Results: CPMs have improved a variety of patient care metrics, making patient appointments more efficient, comprehensive, and patient-focused, and improving pre and post-appointment coordination of care.

The advanced chart preparation process increases efficiency for patients, families, and providers. One example has been the increase of annual TCD completion rates from 50% to 93%, largely accomplished by coordinating TCD and clinic appointments, especially for patients living hours from the clinic. Combining other services and appointments on the same appointment day minimizes transportation needs and maximizes completed referral appointments. Incorporating a patient immunization database into CPMs has improved immunization completion rates significantly, more than doubling the rates for some (Men A from 11% to 93%, Men B from 15% to 83%) (Fig. 2).

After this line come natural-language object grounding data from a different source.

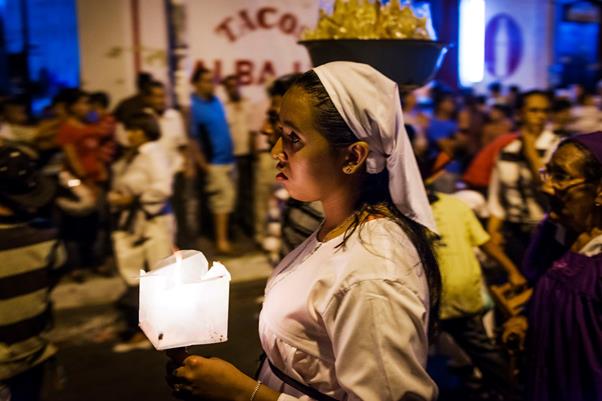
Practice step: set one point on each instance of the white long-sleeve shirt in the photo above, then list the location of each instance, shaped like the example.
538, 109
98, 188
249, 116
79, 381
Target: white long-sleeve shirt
350, 322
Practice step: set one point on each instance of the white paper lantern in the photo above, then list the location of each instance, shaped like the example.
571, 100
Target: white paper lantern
183, 302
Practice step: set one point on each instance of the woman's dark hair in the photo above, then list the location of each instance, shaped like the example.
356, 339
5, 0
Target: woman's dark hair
591, 168
198, 74
100, 98
522, 99
145, 122
375, 192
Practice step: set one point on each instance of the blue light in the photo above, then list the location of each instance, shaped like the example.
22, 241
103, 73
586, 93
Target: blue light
472, 41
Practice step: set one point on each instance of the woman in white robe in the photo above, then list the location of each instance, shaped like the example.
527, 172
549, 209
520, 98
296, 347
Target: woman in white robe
346, 315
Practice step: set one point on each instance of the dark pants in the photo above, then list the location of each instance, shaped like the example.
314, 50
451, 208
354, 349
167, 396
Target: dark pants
183, 203
469, 333
128, 304
243, 213
28, 385
517, 238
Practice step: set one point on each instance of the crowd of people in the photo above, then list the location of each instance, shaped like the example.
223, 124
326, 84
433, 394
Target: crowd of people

Overall, the CPMs: 1) maximize quality time with patients, 2) assure discussion of non-medical (interpersonal, school, etc.) issues, 3) encourage patient and family medical education opportunities, 4) emphasize attention to each patient’s individual SDoH needs, 5) increase successful care coordination, 6) enhance collaboration among members of the SCD care team, 7) provide ongoing focus on QI initiatives, and 8) facilitate patient enrollment in open clinical studies and research trials.

Conclusions: Our multidisciplinary SCD care team found that CPMs result in more efficient, effective, and comprehensive patient- and family-centered care while promoting care collaboration by team members. They promoted adherence to guidelines, as evidenced by significant increases in TCD (up 43%) and immunization rates (average improvement 36%, with biggest improvements 82% and 68%, shown above). In addition, the time put into appointment preparation has allowed us to use more clinic time to develop trusting relationships with the patients and families we serve. Furthermore, this process has facilitated patient participation in QI efforts, new databases, and clinical trials. Such chart prep meetings are easily adaptable to a variety of clinical care teams and health delivery settings.

Disclosures: No relevant conflicts of interest to declare.